Doença do verme da Guiné através da história
Uma das primeiras provas conhecidas da doença do verme da Guiné provém do Ebers Papyrus, uma antiga compilação egípcia de textos médicos datados de cerca de 1550 bce. Os textos descreviam o processo de extracção do verme do corpo, enrolando-o em torno de um pau. Pensa-se que na Bíblia (Números 21:6) as serpentes ardentes que desceram sobre os israelitas no século XII ou XIII bce às margens do Mar Vermelho eram de facto vermes-da-índia. (O parasita foi mais tarde descoberto em toda a região do Mar Vermelho, e a doença foi outrora endémica na região). Textos encontrados na antiga cidade assíria de Nínive, na biblioteca do rei Ashurbanipal, que floresceu no século VII bce, incluíam descrições de infecções dos pés e pernas, e acredita-se que a doença dos vermes da índia se encontrava entre as infecções descritas. A existência da doença do verme da índia no mundo antigo foi confirmada na década de 1970 com a descoberta de um verme da índia masculino calcificado numa múmia datada de cerca de 1000 bce.
Louise Gubb/The Carter Center
Doença do verme da Guiné foi também documentada na Grécia antiga, mais notadamente pelo escritor Plutarch e pelo médico Galen de Pergamum. De facto, Galen, que admitiu nunca ter encontrado um doente com a doença, é creditado por lhe ter dado o nome de dracontiasis. Há algumas especulações de que ele possa ter confundido o verme com um nervo protuberante (um erro semelhante foi rumorado no século XVI pelo médico francês Ambroise Paré). Acredita-se também que os antigos gregos descobriram a associação entre a infecção e a água e descobriram a importância de manter o verme intacto durante o processo de extracção. Alguns estudiosos afirmam que a serpente enrolada em torno do bastão de cura de Asclepius, o deus greco-romano da medicina, é um verme da índia, e não uma cobra. O retrato do verme como sendo enrolado à volta do bastão teria sido associado à cura.
Físicos do mundo medieval forneceram detalhes adicionais sobre a doença do verme da índia. Al-Rāzī, um médico do mundo islâmico, acreditava que os inchaços em indivíduos afligidos eram o resultado de um parasita, e no século XI Avicenna, outro dos grandes médicos do mundo islâmico, forneceu o primeiro relato clínico da doença e do seu tratamento. Nos séculos que se seguiram, médicos e exploradores europeus forneceram mais documentação sobre a doença, confirmando a sua presença no Egipto, Índia, África, e no próprio Golfo Pérsico. A infecção recebeu o seu nome comum, doença do verme da Guiné, porque os viajantes europeus que visitaram a costa da Guiné na África Ocidental encontraram frequentemente pessoas com a doença ou foram eles próprios afectados.

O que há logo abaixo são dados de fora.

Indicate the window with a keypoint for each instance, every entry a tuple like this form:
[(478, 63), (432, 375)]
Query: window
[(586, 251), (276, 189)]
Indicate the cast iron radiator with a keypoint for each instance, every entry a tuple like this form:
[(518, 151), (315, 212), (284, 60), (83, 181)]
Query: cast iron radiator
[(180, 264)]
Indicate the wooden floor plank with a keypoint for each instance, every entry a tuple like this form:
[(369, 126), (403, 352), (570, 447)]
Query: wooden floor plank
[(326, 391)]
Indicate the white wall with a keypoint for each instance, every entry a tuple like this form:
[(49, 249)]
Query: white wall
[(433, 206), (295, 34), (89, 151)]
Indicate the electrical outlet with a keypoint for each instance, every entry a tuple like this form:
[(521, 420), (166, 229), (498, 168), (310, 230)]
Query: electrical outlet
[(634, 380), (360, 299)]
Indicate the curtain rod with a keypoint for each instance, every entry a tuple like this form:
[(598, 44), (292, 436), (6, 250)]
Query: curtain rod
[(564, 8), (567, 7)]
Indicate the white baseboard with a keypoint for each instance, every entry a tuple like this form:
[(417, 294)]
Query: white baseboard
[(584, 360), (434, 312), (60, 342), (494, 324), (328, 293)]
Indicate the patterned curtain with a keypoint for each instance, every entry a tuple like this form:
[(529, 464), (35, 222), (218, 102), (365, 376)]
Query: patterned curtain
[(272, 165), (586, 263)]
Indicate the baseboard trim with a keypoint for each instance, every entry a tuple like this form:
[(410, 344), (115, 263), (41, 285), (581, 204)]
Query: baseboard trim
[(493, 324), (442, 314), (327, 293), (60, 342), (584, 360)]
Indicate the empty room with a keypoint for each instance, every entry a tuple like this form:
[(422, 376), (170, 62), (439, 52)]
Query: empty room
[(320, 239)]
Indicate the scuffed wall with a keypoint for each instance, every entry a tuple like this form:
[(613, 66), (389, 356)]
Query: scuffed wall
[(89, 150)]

Em 1674 o médico italiano Georgius Hieronymus Velschius publicou Exercitatio de Vena Medinensis, um trabalho ilustrado que incluía uma descrição do processo de extracção do verme da perna de um doente. No século seguinte, a naturalista sueca Carolus Linnaeus atribuiu o nome latino Dracunculus medinensis ao verme da Guiné, e pouco tempo depois, intensificaram-se as suspeitas de que o parasita era transmitido aos humanos através da água potável contaminada. Cerca de 1870 o cientista russo Aleksey P. Fedchenko confirmou estas suspeitas com a sua descrição do ciclo de vida do verme-da-índia e o envolvimento das pulgas da água como hospedeiros intermediários. Esta descoberta levou à posterior erradicação da doença do verme da índia das regiões meridionais da antiga União Soviética. A doença foi também eventualmente erradicada das Américas e de muitas partes do Médio Oriente e Norte de África.
Nos anos 80, a doença do verme da índia era predominante principalmente na África subsaariana, Paquistão e Índia, com vários milhões de novos casos ocorrendo todos os anos colectivamente nesses locais na parte média dessa década. Em 1986, o ex-presidente dos EUA Jimmy Carter iniciou uma campanha para a erradicação completa da doença no mundo. Após uma visita em 1988 ao Gana, onde dezenas de milhares de pessoas foram afectadas, Carter expandiu a sua campanha de erradicação. Várias organizações estiveram envolvidas nos esforços de erradicação, incluindo a Organização Mundial de Saúde (OMS), o Fundo das Nações Unidas para a Infância (UNICEF), e o Centro Carter com sede em Atlanta. O objectivo inicial da OMS de erradicação até 1995 revelou-se demasiado ambicioso, e mesmo o objectivo do Centro Carter de livrar o mundo da aflição até ao ano 2000 não foi alcançado. No entanto, graças aos esforços destas organizações, em 2010 a doença era endémica em apenas quatro países africanos e estava limitada a 1.797 casos.